Он бросал газету и садился за английский, торопился успеть, наверстать, хоть как-то оправдать прожитый день, но отяжелевшая голова клонилась к столу, суффиксы и префиксы смешивались в невообразимую кашу, становилось больно от сознания собственной беспомощности, Касьянов принимал теплую ванну и засыпал. А наутро все повторялось — и беготня, и пустые разговоры, и мелкие обиды, и теннис в обеденный перерыв, и унизительные шепотки в курилке — кому-то дали премию, а кого-то обошли, Леночку из группы Барабанова видели в ресторане с Коноваловым из экспериментального цеха, и все согласно кивают, будто давно все знали, а теперь получили лишнее тому подтверждение. И Касьянов, проклиная себя за малодушие, тем не менее продолжал сидеть в курилке, и поддакивал, и гаденько улыбался, а потом, случайно столкнувшись с Леночкой в коридоре, смущенно отводил глаза и глупо краснел, и давал себе слово не слушать сплетен, и снова слушал, а время летело — кажется, еще вчера был понедельник, не успел оглянуться — уже пятница, вечер, и надо одеваться, чтобы ехать куда-нибудь вместе с Ириной, а потом выслушивать надоедливый полусветский треп и молить бога, чтобы все это хоть когда-нибудь кончилось.


В половине шестого Касьянов добрался до дома. Очутившись в своей квартире, Касьянов позвонил Ирине на работу, но она, как ему ответили, еще не вернулась с выставки.

С антресолей Касьянов достал рюкзак, принялся суетливо запихивать в него теплые вещи, но едва смог всунуть ватные брюки и куртку климкостюма, сверху еще можно было, изловчившись, вдавить или унты, или дубленку, но не оставалось места даже для зубной щетки. Пришлось идти на поклон к соседу, Гошке, просить его абалаковский рюкзак.

Гошка долго вздыхал, завидуя Касьянову, — на Диксоне ему бывать еще не приходилось, но от кого-то он слышал, что там можно купить за небольшую плату великолепные унтайки, сшитые из камуса.

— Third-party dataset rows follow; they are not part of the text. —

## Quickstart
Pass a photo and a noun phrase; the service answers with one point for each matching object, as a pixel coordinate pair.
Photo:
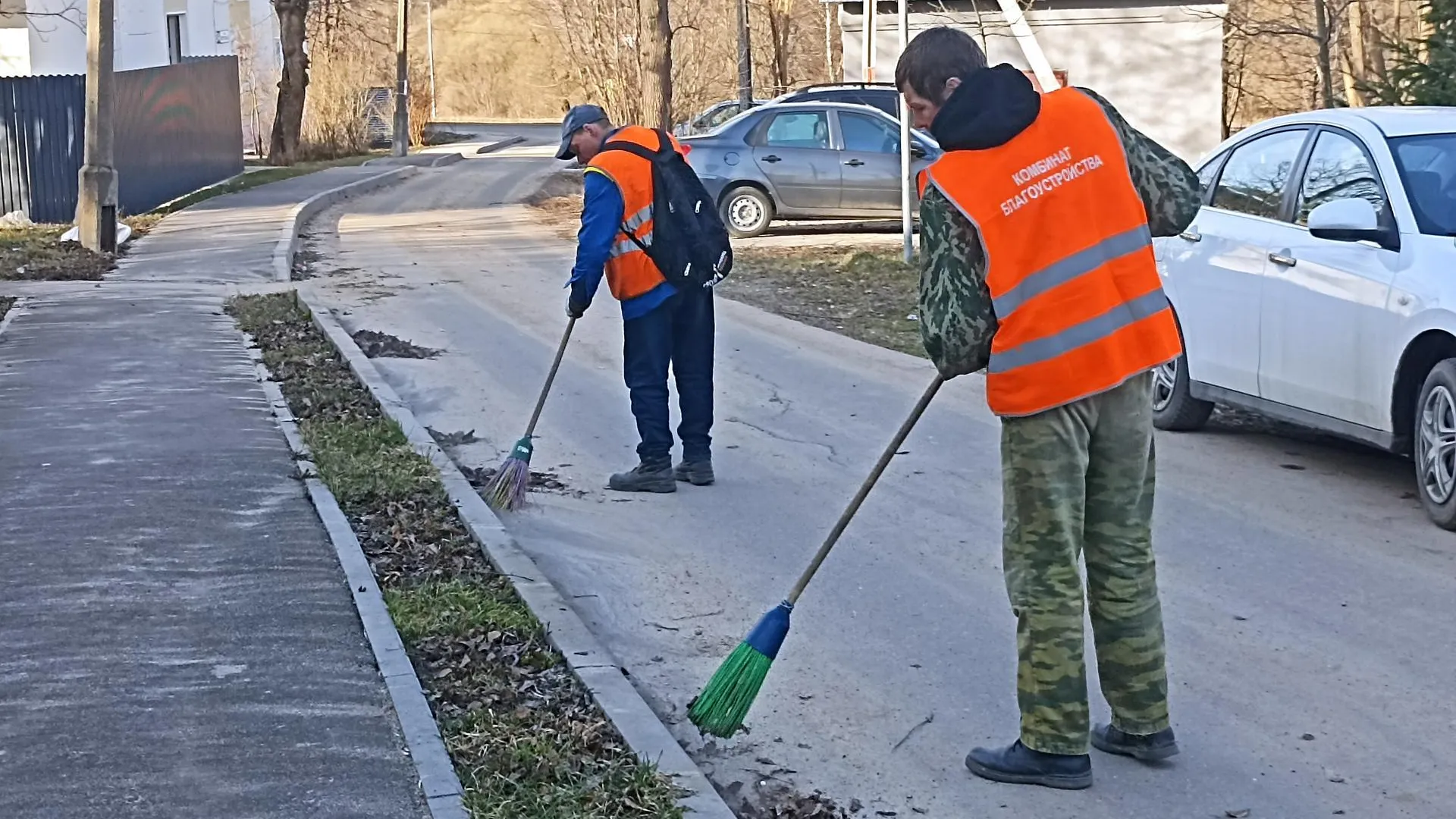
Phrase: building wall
(1159, 64)
(57, 34)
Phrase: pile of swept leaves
(525, 736)
(36, 254)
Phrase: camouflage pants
(1079, 483)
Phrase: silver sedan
(805, 161)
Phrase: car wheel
(1436, 444)
(1174, 407)
(747, 212)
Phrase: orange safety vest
(629, 270)
(1071, 267)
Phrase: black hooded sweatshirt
(987, 110)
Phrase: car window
(1253, 181)
(1338, 169)
(868, 134)
(720, 115)
(1427, 164)
(1207, 172)
(799, 129)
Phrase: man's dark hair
(935, 55)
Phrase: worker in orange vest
(1037, 257)
(663, 327)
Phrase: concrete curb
(11, 315)
(417, 722)
(287, 245)
(500, 145)
(593, 665)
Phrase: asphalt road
(1305, 592)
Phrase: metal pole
(96, 184)
(1028, 44)
(868, 76)
(905, 146)
(402, 80)
(745, 57)
(430, 53)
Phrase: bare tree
(293, 85)
(658, 76)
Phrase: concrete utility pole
(1028, 46)
(870, 41)
(905, 146)
(745, 58)
(430, 53)
(96, 196)
(402, 80)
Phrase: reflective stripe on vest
(1071, 268)
(629, 270)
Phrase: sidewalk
(177, 639)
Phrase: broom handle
(551, 376)
(864, 488)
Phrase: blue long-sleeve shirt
(601, 215)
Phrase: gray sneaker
(695, 472)
(645, 479)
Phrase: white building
(1159, 63)
(49, 37)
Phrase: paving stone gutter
(588, 659)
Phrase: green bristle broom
(507, 487)
(730, 694)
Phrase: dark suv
(877, 95)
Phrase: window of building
(175, 46)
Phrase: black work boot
(695, 472)
(1149, 748)
(647, 477)
(1021, 765)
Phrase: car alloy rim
(746, 213)
(1436, 445)
(1164, 379)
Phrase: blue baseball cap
(577, 118)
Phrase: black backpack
(689, 240)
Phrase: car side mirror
(1347, 221)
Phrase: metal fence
(177, 129)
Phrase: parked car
(712, 117)
(804, 161)
(1318, 284)
(877, 95)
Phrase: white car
(1318, 284)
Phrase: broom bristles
(728, 695)
(507, 487)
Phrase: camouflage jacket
(957, 321)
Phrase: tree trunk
(658, 76)
(293, 85)
(780, 24)
(1326, 71)
(1357, 61)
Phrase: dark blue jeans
(680, 334)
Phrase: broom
(507, 487)
(730, 694)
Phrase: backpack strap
(648, 155)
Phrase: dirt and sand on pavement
(1299, 602)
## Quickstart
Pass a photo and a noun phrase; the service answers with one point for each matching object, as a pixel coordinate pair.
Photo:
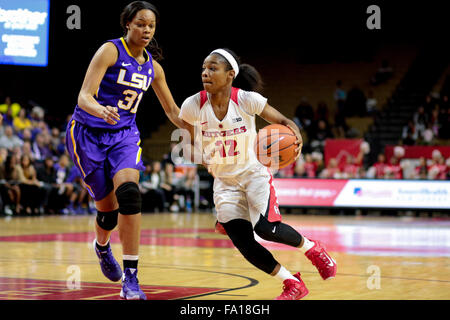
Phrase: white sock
(130, 257)
(306, 245)
(284, 274)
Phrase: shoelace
(322, 257)
(293, 291)
(108, 259)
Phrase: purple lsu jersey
(122, 86)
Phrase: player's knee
(107, 220)
(265, 229)
(129, 198)
(277, 232)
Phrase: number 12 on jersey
(231, 144)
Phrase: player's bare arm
(272, 115)
(105, 57)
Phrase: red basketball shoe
(220, 229)
(320, 258)
(293, 290)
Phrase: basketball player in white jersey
(223, 116)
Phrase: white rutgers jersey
(227, 145)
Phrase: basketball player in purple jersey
(103, 139)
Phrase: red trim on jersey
(273, 211)
(204, 96)
(234, 92)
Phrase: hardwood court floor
(50, 257)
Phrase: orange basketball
(275, 146)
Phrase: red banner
(340, 148)
(415, 152)
(308, 192)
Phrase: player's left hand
(298, 142)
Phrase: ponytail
(128, 14)
(248, 78)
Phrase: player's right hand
(110, 115)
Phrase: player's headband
(230, 59)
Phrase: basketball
(275, 146)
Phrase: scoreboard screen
(24, 29)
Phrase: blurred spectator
(304, 115)
(332, 171)
(355, 104)
(409, 134)
(8, 104)
(420, 119)
(26, 135)
(320, 132)
(421, 171)
(340, 96)
(286, 172)
(9, 140)
(371, 103)
(351, 168)
(3, 155)
(438, 169)
(428, 135)
(46, 174)
(8, 119)
(383, 73)
(434, 122)
(429, 104)
(26, 150)
(378, 169)
(21, 121)
(10, 176)
(167, 157)
(444, 122)
(394, 169)
(54, 140)
(322, 112)
(307, 167)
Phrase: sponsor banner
(308, 192)
(395, 194)
(358, 193)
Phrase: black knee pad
(107, 220)
(277, 232)
(241, 234)
(129, 198)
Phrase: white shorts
(246, 196)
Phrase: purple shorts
(99, 154)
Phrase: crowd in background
(37, 176)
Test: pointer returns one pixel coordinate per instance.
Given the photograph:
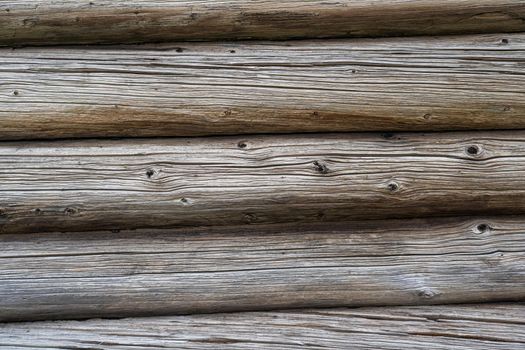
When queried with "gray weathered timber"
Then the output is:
(461, 327)
(146, 183)
(445, 83)
(43, 22)
(152, 272)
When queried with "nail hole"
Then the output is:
(392, 186)
(249, 218)
(473, 150)
(482, 228)
(70, 211)
(321, 168)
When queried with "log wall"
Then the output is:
(166, 272)
(41, 22)
(466, 327)
(444, 83)
(130, 184)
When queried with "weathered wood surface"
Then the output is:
(118, 274)
(462, 327)
(147, 183)
(472, 82)
(43, 22)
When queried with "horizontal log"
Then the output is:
(473, 327)
(41, 22)
(147, 183)
(118, 274)
(445, 83)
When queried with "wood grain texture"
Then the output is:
(152, 272)
(462, 327)
(445, 83)
(147, 183)
(41, 22)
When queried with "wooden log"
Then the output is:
(445, 83)
(473, 327)
(118, 274)
(148, 183)
(40, 22)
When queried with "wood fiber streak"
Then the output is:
(41, 22)
(444, 83)
(161, 183)
(153, 272)
(469, 327)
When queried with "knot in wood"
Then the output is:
(320, 167)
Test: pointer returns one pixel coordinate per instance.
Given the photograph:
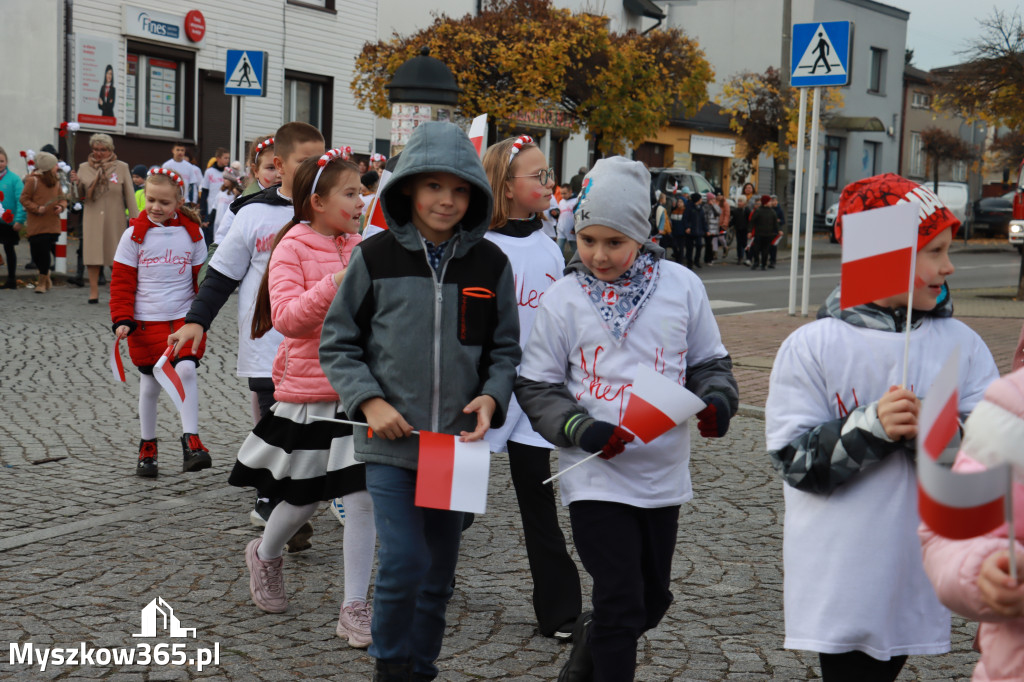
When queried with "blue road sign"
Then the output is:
(246, 73)
(820, 53)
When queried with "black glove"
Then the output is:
(594, 436)
(713, 421)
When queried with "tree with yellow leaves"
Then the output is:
(520, 55)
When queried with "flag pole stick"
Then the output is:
(1010, 525)
(909, 313)
(583, 461)
(345, 421)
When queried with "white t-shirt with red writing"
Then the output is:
(568, 344)
(537, 264)
(164, 260)
(244, 256)
(853, 573)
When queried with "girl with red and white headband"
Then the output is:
(153, 284)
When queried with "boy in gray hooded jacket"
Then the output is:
(423, 334)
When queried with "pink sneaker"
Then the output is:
(266, 583)
(353, 623)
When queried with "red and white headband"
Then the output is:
(343, 153)
(264, 144)
(517, 145)
(169, 173)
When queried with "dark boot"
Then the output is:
(392, 672)
(146, 466)
(580, 667)
(195, 453)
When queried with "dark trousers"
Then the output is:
(39, 247)
(691, 247)
(759, 252)
(628, 552)
(858, 667)
(557, 597)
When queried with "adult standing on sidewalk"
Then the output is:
(107, 192)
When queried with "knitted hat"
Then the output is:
(993, 431)
(889, 188)
(45, 161)
(615, 194)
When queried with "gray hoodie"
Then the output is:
(426, 342)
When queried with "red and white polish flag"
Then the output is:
(657, 405)
(879, 251)
(478, 133)
(117, 367)
(166, 375)
(953, 505)
(452, 474)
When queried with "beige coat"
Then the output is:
(103, 219)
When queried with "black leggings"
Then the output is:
(858, 667)
(40, 246)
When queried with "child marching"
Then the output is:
(154, 282)
(840, 429)
(620, 304)
(521, 181)
(290, 456)
(423, 334)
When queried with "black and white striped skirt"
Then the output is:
(292, 457)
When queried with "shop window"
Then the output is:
(156, 91)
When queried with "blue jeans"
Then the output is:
(419, 549)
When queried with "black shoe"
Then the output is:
(388, 672)
(195, 454)
(580, 667)
(146, 467)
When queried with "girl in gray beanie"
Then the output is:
(621, 304)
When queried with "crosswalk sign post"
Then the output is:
(820, 56)
(245, 74)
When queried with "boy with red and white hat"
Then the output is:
(841, 433)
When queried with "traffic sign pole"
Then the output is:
(795, 242)
(811, 179)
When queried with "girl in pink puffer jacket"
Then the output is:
(972, 577)
(290, 455)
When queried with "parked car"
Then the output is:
(993, 213)
(666, 179)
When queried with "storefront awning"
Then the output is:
(855, 124)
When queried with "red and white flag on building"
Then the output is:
(453, 474)
(879, 251)
(656, 405)
(478, 133)
(117, 367)
(953, 505)
(165, 374)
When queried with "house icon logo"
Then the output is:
(159, 614)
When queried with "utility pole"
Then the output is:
(782, 159)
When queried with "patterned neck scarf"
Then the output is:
(619, 303)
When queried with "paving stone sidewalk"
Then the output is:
(85, 545)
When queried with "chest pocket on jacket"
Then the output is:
(477, 307)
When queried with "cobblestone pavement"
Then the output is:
(85, 545)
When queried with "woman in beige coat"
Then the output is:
(107, 192)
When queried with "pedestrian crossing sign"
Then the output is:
(246, 73)
(820, 53)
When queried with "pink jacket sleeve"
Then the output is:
(296, 311)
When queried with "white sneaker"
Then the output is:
(338, 510)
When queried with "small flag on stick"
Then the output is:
(879, 249)
(453, 474)
(117, 367)
(656, 405)
(168, 378)
(953, 505)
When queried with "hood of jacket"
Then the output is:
(438, 147)
(870, 315)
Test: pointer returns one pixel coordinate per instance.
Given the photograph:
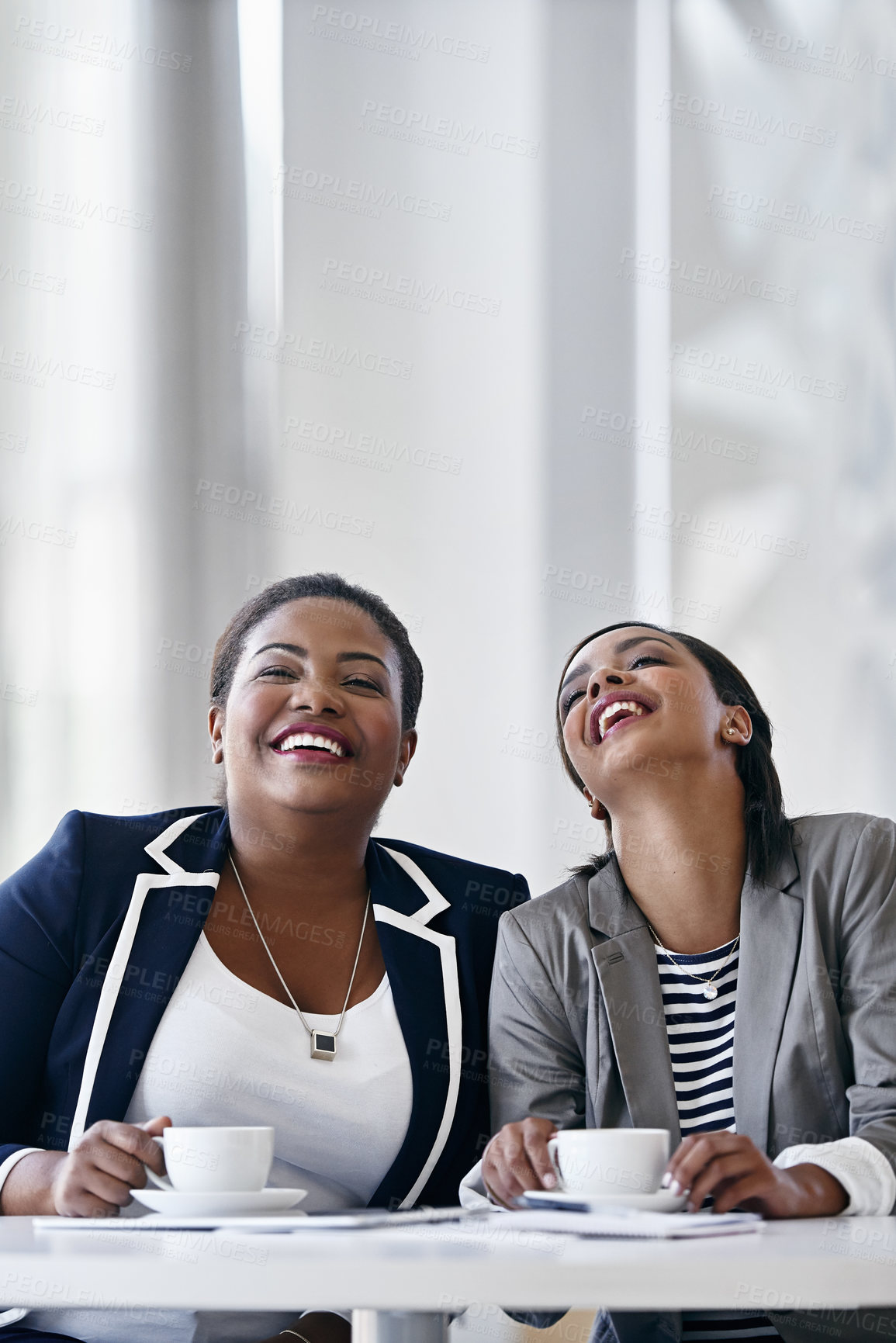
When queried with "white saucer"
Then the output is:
(660, 1203)
(176, 1203)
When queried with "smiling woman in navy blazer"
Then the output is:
(315, 696)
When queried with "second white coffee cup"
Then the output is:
(611, 1161)
(205, 1161)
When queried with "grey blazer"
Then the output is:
(578, 1032)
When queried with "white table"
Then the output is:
(445, 1269)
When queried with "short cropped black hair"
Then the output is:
(321, 586)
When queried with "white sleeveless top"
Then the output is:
(225, 1053)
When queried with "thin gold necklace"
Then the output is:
(710, 992)
(323, 1041)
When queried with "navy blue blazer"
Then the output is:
(97, 929)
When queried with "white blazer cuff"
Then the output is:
(860, 1168)
(14, 1161)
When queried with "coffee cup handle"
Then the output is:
(159, 1181)
(552, 1154)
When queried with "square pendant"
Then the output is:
(323, 1045)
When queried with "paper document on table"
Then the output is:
(626, 1224)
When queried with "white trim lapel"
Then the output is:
(145, 881)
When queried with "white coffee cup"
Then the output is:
(205, 1161)
(611, 1161)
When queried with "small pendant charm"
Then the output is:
(324, 1045)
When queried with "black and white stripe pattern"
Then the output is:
(701, 1045)
(701, 1037)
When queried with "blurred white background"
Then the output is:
(530, 314)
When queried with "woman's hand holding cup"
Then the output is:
(109, 1159)
(517, 1159)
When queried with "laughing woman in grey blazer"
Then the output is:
(721, 971)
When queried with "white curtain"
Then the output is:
(507, 309)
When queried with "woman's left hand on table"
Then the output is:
(731, 1168)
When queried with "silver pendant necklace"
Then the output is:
(710, 990)
(323, 1041)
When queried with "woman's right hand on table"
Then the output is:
(93, 1179)
(517, 1159)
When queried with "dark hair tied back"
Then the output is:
(769, 830)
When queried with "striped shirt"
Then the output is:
(701, 1047)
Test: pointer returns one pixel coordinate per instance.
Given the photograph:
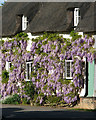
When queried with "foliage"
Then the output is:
(48, 54)
(15, 99)
(5, 76)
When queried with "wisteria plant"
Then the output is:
(48, 54)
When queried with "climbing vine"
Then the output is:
(48, 54)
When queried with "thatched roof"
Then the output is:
(47, 17)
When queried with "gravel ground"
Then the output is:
(40, 112)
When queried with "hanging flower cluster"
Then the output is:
(14, 51)
(48, 54)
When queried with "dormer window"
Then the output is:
(76, 16)
(24, 23)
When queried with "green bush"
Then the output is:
(5, 76)
(15, 99)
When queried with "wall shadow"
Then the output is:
(19, 113)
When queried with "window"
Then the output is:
(28, 70)
(76, 16)
(8, 66)
(68, 66)
(24, 22)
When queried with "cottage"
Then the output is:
(37, 18)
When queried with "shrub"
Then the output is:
(5, 76)
(15, 99)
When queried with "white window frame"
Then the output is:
(30, 70)
(8, 66)
(70, 69)
(24, 23)
(76, 16)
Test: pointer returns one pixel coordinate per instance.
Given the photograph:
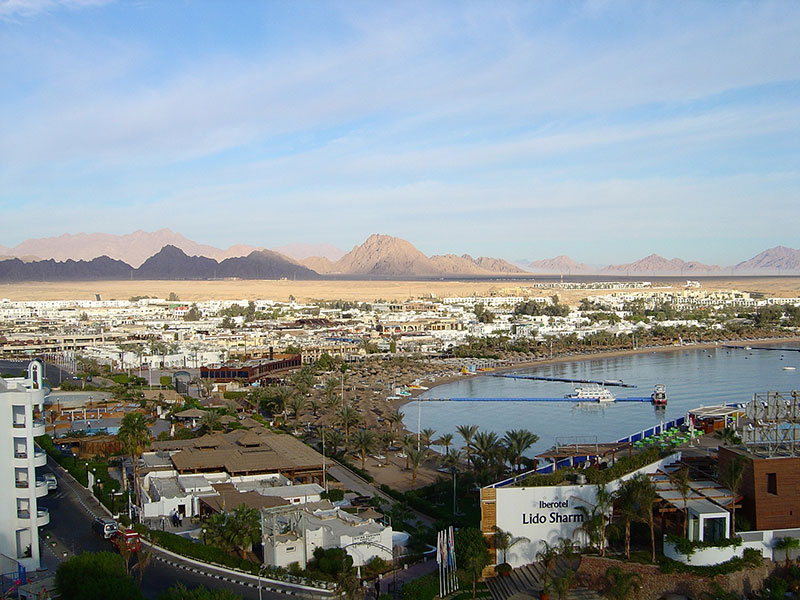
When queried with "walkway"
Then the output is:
(527, 582)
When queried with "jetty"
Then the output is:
(773, 348)
(604, 382)
(555, 399)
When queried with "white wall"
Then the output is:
(549, 513)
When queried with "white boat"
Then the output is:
(592, 392)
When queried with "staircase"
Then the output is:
(527, 582)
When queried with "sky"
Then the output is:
(602, 130)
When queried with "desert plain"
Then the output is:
(356, 290)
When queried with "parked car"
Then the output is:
(104, 526)
(126, 538)
(51, 481)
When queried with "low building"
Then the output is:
(770, 488)
(292, 534)
(180, 474)
(278, 365)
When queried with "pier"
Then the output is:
(556, 399)
(773, 348)
(605, 382)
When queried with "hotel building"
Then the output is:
(20, 516)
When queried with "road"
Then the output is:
(72, 510)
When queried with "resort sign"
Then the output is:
(559, 512)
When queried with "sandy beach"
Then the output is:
(394, 473)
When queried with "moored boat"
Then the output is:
(659, 395)
(592, 392)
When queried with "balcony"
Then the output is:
(20, 459)
(41, 488)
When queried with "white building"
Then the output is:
(20, 517)
(291, 534)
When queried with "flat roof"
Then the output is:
(574, 450)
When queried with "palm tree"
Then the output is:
(347, 417)
(680, 479)
(415, 457)
(303, 380)
(283, 395)
(246, 525)
(517, 441)
(210, 420)
(728, 436)
(395, 419)
(547, 555)
(731, 478)
(314, 404)
(563, 583)
(646, 491)
(135, 437)
(255, 396)
(445, 440)
(787, 544)
(504, 541)
(621, 584)
(467, 432)
(296, 403)
(386, 439)
(595, 517)
(486, 445)
(329, 389)
(409, 444)
(236, 530)
(627, 506)
(334, 437)
(362, 442)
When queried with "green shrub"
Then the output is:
(687, 547)
(750, 558)
(334, 495)
(422, 588)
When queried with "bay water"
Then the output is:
(694, 377)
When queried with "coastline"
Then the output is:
(599, 354)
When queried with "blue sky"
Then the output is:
(601, 130)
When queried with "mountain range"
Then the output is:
(165, 254)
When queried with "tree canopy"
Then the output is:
(96, 576)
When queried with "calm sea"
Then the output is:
(693, 378)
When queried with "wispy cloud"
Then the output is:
(413, 115)
(28, 8)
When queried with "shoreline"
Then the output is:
(599, 354)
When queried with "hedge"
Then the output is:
(422, 588)
(212, 554)
(750, 558)
(688, 547)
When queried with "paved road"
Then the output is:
(361, 486)
(72, 510)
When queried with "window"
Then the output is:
(772, 483)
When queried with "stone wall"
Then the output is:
(656, 584)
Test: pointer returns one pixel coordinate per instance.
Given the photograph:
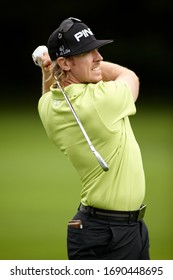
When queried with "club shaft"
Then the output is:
(95, 152)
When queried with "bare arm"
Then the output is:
(111, 71)
(46, 74)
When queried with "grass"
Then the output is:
(40, 190)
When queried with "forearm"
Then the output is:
(46, 82)
(112, 71)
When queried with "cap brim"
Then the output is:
(95, 44)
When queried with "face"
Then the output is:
(85, 68)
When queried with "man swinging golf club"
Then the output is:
(85, 107)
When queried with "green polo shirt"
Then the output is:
(103, 109)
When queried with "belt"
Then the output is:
(126, 216)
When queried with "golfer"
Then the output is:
(108, 223)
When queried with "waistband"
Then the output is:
(126, 216)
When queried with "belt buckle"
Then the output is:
(141, 212)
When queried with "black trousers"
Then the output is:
(106, 239)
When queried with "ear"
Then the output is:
(63, 63)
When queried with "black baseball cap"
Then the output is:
(72, 37)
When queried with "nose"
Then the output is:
(98, 56)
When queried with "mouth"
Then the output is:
(96, 69)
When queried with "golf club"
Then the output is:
(36, 58)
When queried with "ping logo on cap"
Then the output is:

Эти слова, звучавшие непривычно для слуха Касьянова, избалованного урбанизированным жаргоном (в котором едва набиралось триста слов, включая все технические термины), Гошка произносил со вкусом и непонятным акцентом, тут же попутно разъясняя, что ценятся унтайки именно за камус — тонкую шкурку с оленьих лодыжек, а покрой, шитье и подошва — дрянь, и что в Москве унтайки следует немедленно нести в сапожную мастерскую, где их приведут в божеский вид за каких-нибудь семь-восемь рублей.

Гошка был осветителем на «Мосфильме», часто летал в киноэкспедиции и отовсюду привозил экзотические штучки — то ли настоящие лыковые лапти, купленные за копейки в небольшом райцентре под Саранском, то ли шелковые рубашки, расшитые национальным украинским узором (это вовсе бесплатно было выпрошено в глухом закарпатском селе, Гошка сказал старухе, что рубашки нужны для съемок), а не так давно Гошка привез из Средней Азии грубошерстное одеяло, спать под которым было невозможно, потому что оно было узким и колючим, но зато была гарантия, что во сне под него не сможет забраться змея, одеяло специально делалось таким монашески мучительским. Под ним Гошка укладывал спать родственников из провинции, которых у него было великое множество.

Уложив вещи в рюкзак, Касьянов сварил себе крепкий кофе, на скорую руку поужинал продуктами, оставшимися в холодильнике, и уселся в кресло, перед телевизором, припоминая, что он намечал делать нынче вечером, кому позвонить, кого увидеть, с кем назначить встречу на завтра и послезавтра, — но все намеченные дела теперь казались малозначительными, их вполне можно было отложить до возвращения из командировки.